Luchando contra todos los pronósticos, cientos de niños se esfuerzan diariamente por salir del trabajo infantil y asistir a alguna de las escuelas en el barrio Acahualinca. Lo que encuentran en los salones no es del todo agradable: sillas quebradas, poca ventilación, mínima iluminación, hacinamiento y maestros empíricos.
Aun así, los niños hacen un gran esfuerzo, reconoce Silvia Elena Ampié, asesora pedagógica y estudiante del diplomado de Fortalecimiento de Capacidades Pedagógicas, promovido por el organismo Dos Generaciones y el Instituto de Educación de la Universidad Centroamericana (Ideuca).
Ampié realizó una investigación, en conjunto con otros docentes y como parte de las actividades del diplomado, en la cual se determinó que la gran mayoría de los estudiantes de Acahualinca trabajan vendiendo, y le dedican muy poco tiempo al estudio, no más de una hora diaria y principalmente para el período de exámenes.
Esas condiciones son una de las causas para que, como norma general, los estudiantes de primer y segundo grado presenten extra edad y se encuentren entre los seis y doce años.
EMPIRISMO ELEVADO
Sumado a las condiciones de pobreza de los estudiantes, los docentes carecen del nivel de capacitación necesario para aplicar metodologías que permitan a los niños prepararse para la vida.
“Los docentes no entienden la diferencia entre las técnicas y metodologías participativas y eso se refleja en las aulas. No se les está ayudando a los estudiantes a prepararse para la vida”, dijo Ampié luego de realizar una investigación en las metodologías de enseñanza aplicadas a más de doscientos estudiantes de la Escuela de Primaria Santa María Reina de las Gracias, en Acahualinca.
Según la encuesta aplicada por Ampié y su grupo, el 33 por ciento de los propios docentes considera que las metodologías aplicadas en la enseñanza diaria no están preparando para la vida.
En la escuela Oasis de Paz, en el barrio Acahualinca, ocho de los diez docentes son empíricos.
“Eso (el empirismo) también está afectando a que los niños no aprendan bien la comprensión de la lectura y la escritura”, explicó Brenda Flores, otra de las estudiantes del diplomado sobre el Fortalecimiento de Capacidades Pedagógicas, y madre de familia.

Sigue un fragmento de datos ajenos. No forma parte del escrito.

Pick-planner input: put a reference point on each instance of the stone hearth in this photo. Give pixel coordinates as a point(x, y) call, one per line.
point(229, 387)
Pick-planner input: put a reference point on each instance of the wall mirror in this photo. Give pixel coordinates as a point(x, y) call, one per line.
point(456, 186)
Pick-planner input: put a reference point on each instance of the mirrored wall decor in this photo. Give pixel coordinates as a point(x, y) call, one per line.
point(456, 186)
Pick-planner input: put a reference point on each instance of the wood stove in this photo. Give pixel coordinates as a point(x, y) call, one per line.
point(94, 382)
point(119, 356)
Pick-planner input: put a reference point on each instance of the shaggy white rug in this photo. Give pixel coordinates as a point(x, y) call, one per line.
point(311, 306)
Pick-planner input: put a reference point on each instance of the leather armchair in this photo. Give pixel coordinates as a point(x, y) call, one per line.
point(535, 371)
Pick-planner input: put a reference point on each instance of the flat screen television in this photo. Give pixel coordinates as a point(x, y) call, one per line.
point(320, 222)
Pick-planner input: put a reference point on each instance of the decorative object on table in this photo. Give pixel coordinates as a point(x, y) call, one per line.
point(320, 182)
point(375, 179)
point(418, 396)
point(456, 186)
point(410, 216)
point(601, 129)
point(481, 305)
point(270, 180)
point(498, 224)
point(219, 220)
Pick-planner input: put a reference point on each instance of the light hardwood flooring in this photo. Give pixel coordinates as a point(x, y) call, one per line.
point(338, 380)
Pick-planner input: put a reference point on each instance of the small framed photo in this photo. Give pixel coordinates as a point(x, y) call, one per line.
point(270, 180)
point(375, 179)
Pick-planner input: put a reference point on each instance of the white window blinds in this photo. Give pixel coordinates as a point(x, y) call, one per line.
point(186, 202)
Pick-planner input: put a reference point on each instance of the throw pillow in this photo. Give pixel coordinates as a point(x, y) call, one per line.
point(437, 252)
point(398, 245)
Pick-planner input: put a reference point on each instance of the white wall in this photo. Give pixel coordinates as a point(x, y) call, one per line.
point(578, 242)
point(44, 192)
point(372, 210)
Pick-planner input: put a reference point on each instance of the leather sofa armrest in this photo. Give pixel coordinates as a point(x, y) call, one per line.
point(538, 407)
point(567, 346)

El equipo investigador en el que participó Flores, junto a otros tres docentes, especificó que las precarias condiciones de infraestructura en la Escuela Oasis de Paz no son la única causa del desánimo de muchos estudiantes. La influencia de los padres de familia que nunca han estudiado y que alientan al abandono escolar de sus hijos, es otra causa de preocupación.
“Hemos visto mejoras en la enseña de la lecto-escritura, pero las deficiencias de los docentes son bastantes”, dijo Flores, madre de Kristel, una niña de cuatro años que estudia preescolar en la Escuela Oasis de Paz.
En la zona de Acahualinca unos 1,600 niños están integrados al sistema educativo. Sin embargo, aún hay otros 400 en edad escolar que están fuera de las aulas, según los datos recientes de Dos Generaciones.